The explosion could be felt 30 miles away. At 9.07am on 1 September, a SpaceX rocket containing 75,000 gallons of liquid oxygen and rocket-grade kerosene ignited into a fireball that could be seen from orbit, billowing black smoke into the gray sky around its Cape Canaveral launch pad.
On board was a $200m, 12,000lb communications satellite – part of Facebook CEO Mark Zuckerberg’s Internet.org project to deliver broadband access to sub-Saharan Africa.
Zuckerberg wrote, with a note of bitterness, on his Facebook page that he was “deeply disappointed to hear that SpaceX’s launch failure destroyed our satellite”. SpaceX founder Elon Musk told CNN it was the “most difficult and complex failure” the 14-year-old company had ever experienced.
It was also the second dramatic explosion in nine months for SpaceX, following a “rapid unscheduled disassembly” of a booster rocket as it attempted to land after a successful mission to the International Space Station.

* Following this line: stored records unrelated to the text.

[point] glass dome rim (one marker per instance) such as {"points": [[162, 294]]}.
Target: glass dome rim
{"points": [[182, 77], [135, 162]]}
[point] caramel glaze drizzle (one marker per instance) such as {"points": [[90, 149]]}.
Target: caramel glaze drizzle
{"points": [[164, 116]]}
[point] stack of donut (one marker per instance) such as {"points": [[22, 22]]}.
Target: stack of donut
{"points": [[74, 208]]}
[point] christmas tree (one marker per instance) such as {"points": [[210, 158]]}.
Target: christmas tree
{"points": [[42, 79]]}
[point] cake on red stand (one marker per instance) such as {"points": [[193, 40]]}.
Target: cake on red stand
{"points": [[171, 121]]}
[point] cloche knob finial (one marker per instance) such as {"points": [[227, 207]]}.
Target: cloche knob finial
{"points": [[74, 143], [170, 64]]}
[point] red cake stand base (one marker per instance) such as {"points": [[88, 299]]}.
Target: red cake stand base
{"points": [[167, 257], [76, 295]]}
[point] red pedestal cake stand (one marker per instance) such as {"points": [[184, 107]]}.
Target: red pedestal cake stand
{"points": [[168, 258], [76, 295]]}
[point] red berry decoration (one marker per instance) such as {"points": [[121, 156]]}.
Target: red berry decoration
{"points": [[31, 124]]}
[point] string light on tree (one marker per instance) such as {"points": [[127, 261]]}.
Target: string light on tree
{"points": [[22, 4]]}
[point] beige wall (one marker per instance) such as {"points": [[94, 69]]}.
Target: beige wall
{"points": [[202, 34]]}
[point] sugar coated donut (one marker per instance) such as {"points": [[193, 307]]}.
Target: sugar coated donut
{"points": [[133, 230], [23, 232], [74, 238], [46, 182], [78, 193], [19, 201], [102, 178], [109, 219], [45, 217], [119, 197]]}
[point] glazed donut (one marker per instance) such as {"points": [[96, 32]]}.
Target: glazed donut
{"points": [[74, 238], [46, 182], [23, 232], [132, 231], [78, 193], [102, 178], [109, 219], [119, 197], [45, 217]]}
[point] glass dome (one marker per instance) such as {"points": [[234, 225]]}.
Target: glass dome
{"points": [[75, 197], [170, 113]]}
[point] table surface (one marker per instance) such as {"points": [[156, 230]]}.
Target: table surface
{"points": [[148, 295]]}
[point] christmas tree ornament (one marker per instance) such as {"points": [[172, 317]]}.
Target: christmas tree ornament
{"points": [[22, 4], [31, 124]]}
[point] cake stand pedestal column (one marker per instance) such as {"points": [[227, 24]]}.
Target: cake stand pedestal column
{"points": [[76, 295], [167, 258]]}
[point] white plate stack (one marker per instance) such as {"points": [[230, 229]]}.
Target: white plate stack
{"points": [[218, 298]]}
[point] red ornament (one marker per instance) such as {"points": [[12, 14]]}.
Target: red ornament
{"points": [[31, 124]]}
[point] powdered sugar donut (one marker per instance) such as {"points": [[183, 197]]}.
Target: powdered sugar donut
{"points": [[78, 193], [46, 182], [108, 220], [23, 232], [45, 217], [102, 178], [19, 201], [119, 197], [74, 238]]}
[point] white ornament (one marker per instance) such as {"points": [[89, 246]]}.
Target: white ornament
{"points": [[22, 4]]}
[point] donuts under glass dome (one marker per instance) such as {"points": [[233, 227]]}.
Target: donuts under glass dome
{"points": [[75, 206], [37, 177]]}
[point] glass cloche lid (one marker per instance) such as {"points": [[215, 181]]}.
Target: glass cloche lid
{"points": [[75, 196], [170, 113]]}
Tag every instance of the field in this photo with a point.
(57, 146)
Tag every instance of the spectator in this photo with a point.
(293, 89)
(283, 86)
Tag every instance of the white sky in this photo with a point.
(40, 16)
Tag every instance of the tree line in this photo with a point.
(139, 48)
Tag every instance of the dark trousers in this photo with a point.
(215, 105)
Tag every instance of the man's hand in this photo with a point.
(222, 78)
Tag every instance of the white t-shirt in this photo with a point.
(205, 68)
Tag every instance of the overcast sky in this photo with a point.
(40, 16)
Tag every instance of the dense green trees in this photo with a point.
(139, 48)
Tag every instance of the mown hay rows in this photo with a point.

Yet despite those challenges, a small band of billionaire technocrats have spent the past few years investing hundreds of millions of dollars into space ventures. Forget gilded mansions and super yachts; among the tech elite, space exploration is the ultimate status symbol.
Musk, who founded SpaceX in 2002, is arguably the most visible billionaire in the new space race. The apparent inspiration for Robert Downey Jr’s Tony Stark character in Iron Man, Musk has become a god-like figure for engineers, making his fortune at PayPal and then as CEO of luxury electric car firm Tesla and clean energy company Solar City. Yet it is his galactic ambitions, insiders say, that really motivate him. “His passion is settling Mars,” says one.
SpaceX has completed 32 successful launches since 2006, delivered cargo to the International Space Station and secured more than $10bn in contracts with Nasa and other clients. Musk has much grander ambitions, though, saying he plans to create a “plan B” for humanity in case Earth ultimately fails. He once famously joked that he hoped to die on Mars – just not on impact.
Musk has outlined an ambitious timeline for colonizing the red planet, which he said could begin as soon as 2022. Speaking to the International Astronautical Congress in Mexico in September, Musk described a 400-foot-tall rocket that would ferry 100 colonists at a time to Mars over a period of decades.